Goerlitz, on the border between Germany and Poland
Credit: Nikolai Schmidt/nikolaischmidt.de
Over Christmas, a number of Polish families living in Britain received giftboxes from a small town in eastern Germany.
The boxes contained traditional Polish dried mushrooms and Christmas cake. Full page advertisements ran in British newspapers inviting Poles to move to the town, under the slogan: "Welcome home. The best of both worlds."
It’s all part of a campaign to entice Polish people disillusioned by Brexit to leave the UK. Görlitz, one of the best preserved historic towns in Germany, is better known as the backdrop to films such as The Monuments Men and Grand Hotel Budapest.
It’s a small place, and you might think it would have trouble competing with better known cities such as Berlin and Munich. But the Görlitz authorities believe their town has a unique selling point for Poles fleeing Brexit.
Modern Görlitz is really two towns. It was divided by the peace settlement at the end of the Second World War. Görlitz, on the German side of the border, has the historic town centre and tourist sites. Zgorzelece, on the Polish side, is a little rougher around the edges, dominated by communist era concrete high-rises.
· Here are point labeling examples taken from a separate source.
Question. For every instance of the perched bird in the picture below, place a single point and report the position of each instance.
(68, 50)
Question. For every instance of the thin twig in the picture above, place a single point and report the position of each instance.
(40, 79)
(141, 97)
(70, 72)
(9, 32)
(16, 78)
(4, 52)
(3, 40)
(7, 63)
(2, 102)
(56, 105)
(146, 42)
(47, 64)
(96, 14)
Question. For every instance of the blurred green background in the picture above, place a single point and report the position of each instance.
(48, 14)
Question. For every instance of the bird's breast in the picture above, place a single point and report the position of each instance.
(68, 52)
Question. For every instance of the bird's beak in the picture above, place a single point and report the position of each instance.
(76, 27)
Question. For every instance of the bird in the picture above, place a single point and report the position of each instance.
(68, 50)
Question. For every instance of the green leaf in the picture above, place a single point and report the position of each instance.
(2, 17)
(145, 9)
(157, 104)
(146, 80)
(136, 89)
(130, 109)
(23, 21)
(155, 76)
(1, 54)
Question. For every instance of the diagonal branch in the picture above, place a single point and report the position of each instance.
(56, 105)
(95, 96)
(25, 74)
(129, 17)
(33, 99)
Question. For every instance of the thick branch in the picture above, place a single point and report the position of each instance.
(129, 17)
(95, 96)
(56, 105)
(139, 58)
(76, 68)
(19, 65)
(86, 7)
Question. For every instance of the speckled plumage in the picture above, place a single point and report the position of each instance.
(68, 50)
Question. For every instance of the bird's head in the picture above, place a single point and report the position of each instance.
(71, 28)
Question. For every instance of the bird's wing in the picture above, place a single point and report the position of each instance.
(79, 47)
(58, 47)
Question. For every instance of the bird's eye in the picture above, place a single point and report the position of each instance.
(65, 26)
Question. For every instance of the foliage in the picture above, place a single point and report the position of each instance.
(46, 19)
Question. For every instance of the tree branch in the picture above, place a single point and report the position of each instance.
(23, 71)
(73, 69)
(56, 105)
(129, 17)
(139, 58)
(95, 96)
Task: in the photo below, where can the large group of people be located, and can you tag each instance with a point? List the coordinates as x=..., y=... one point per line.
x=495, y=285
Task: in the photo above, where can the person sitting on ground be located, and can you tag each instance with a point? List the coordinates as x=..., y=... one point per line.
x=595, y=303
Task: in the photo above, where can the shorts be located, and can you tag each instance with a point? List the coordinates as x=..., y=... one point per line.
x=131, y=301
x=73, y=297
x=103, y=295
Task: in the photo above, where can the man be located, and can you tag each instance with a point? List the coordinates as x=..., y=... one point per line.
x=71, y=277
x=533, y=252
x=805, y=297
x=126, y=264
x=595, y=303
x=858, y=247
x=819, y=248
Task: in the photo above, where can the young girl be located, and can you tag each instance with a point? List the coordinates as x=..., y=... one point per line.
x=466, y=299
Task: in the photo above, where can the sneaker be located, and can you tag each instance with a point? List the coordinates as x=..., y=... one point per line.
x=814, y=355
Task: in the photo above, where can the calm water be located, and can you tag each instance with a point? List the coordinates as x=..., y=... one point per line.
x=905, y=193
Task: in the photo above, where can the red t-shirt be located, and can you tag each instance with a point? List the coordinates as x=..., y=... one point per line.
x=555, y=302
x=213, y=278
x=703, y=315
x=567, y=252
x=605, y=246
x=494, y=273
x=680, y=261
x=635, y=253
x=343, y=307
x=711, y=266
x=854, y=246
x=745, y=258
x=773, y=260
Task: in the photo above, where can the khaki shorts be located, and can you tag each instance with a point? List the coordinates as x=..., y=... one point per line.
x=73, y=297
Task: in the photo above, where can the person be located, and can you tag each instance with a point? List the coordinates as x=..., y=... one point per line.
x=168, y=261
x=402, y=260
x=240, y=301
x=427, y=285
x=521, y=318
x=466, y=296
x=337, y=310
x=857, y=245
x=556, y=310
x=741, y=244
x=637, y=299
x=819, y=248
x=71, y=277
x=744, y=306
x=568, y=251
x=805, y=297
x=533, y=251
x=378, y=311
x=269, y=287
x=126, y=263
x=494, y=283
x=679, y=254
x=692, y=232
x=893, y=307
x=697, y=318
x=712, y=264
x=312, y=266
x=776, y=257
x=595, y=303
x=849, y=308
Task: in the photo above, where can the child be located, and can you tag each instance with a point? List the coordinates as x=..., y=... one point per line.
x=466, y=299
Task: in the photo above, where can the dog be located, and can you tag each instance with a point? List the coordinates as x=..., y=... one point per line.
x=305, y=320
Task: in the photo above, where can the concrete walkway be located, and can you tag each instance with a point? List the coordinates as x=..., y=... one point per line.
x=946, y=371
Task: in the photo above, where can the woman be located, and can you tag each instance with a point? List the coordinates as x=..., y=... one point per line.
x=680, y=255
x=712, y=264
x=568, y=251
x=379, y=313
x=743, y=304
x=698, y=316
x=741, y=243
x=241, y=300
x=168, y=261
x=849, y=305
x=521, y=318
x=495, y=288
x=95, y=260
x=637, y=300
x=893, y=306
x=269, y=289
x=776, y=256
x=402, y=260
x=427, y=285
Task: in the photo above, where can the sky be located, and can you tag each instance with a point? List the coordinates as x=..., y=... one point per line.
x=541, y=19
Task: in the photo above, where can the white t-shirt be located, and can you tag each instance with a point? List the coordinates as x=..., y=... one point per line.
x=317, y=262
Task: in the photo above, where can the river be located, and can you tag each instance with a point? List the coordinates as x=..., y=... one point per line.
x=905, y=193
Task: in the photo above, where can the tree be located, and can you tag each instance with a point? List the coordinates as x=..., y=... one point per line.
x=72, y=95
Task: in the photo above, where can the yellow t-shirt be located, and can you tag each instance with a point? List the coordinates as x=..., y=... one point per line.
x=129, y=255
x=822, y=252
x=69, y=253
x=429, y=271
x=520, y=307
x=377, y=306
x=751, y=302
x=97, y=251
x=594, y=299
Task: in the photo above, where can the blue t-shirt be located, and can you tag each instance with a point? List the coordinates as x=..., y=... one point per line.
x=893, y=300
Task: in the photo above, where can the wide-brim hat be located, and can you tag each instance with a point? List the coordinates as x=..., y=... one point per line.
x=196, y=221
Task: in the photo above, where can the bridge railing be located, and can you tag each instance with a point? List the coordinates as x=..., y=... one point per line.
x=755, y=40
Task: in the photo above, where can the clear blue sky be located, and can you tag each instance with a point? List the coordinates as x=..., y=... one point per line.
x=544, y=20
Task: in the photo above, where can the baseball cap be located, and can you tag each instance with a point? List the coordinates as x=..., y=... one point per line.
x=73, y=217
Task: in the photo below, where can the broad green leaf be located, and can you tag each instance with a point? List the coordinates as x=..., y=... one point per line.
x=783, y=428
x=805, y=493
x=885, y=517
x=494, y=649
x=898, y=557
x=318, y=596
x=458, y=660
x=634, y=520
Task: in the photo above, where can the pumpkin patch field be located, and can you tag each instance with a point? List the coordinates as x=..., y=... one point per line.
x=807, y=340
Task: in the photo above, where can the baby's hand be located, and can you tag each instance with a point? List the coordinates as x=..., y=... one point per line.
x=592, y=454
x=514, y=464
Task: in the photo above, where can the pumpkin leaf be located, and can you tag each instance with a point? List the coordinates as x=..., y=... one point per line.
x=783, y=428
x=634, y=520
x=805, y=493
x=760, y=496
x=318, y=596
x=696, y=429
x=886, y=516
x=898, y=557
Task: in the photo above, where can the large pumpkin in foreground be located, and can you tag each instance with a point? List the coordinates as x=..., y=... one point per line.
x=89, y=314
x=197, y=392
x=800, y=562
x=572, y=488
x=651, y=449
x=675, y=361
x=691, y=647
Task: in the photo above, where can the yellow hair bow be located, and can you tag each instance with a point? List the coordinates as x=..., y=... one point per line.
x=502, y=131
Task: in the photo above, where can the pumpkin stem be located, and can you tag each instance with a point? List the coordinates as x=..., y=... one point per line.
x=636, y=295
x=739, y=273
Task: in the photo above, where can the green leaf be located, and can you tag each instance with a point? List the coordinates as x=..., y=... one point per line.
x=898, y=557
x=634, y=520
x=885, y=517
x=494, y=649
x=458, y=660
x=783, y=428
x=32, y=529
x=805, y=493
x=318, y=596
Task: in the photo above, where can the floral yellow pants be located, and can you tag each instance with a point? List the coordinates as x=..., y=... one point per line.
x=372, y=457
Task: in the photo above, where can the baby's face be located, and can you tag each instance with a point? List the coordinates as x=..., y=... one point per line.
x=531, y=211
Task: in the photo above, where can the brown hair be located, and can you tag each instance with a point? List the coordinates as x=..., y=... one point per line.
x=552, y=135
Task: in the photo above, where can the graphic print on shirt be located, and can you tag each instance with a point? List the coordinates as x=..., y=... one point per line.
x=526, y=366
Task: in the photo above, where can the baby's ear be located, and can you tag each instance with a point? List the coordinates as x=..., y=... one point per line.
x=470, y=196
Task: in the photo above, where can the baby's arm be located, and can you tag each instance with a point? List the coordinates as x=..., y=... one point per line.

During the Cold War, the border was sealed and the two towns were cut off from each other. All you could see of the other side was the view across the Neisse river. But that all changed with the fall of communism. Today people regularly commute across the pedestrian bridge that spans the border.
“Polish people can move here and have the opportunity to work in a major European economy like Germany, and still have Polish food and the company of Polish friends,” says Andrea Behr, the general manager of Europastadt Görlitz-Zgorzelec, the two towns’ joint development company.
Anna and Bartek Truch and their two daughters are among the first to make the move
Credit: Paul Glaser
Like many towns in former communist eastern Germany, Görlitz has a falling population as young people move west in search of work, and needs to attract newcomers.
One family to take the plunge are the Truchs, who lived in Sheffield for 13 years before deciding to move to Görlitz last year.
“We’d been thinking about moving back to Poland for some time, but it was when my husband Bartek lost his job because of Brexit that we made up our minds,” says Anna Truch.
The couple moved to the UK in 2007 in hope of a better economic future. They had no hope of ever buying their own home on their income in Poland. They prospered in the UK, where Ms Truch worked in a retirement home and her husband became a salesman.
But that dream began to founder as Mr Truch’s company started making cutbacks amid Brexit uncertainty.
“The attraction of Görlitz is that we can look for jobs in Germany, but my children can go to a Polish school,” says Ms Truch. Her two daughters, Amelia and Blanka, were born in the UK and it is “really their home,” she says. But in Görlitz they are closer to relatives.
They are one of a handful of families to make the move so far. But the Görlitz authorities are hoping they will be the first of many.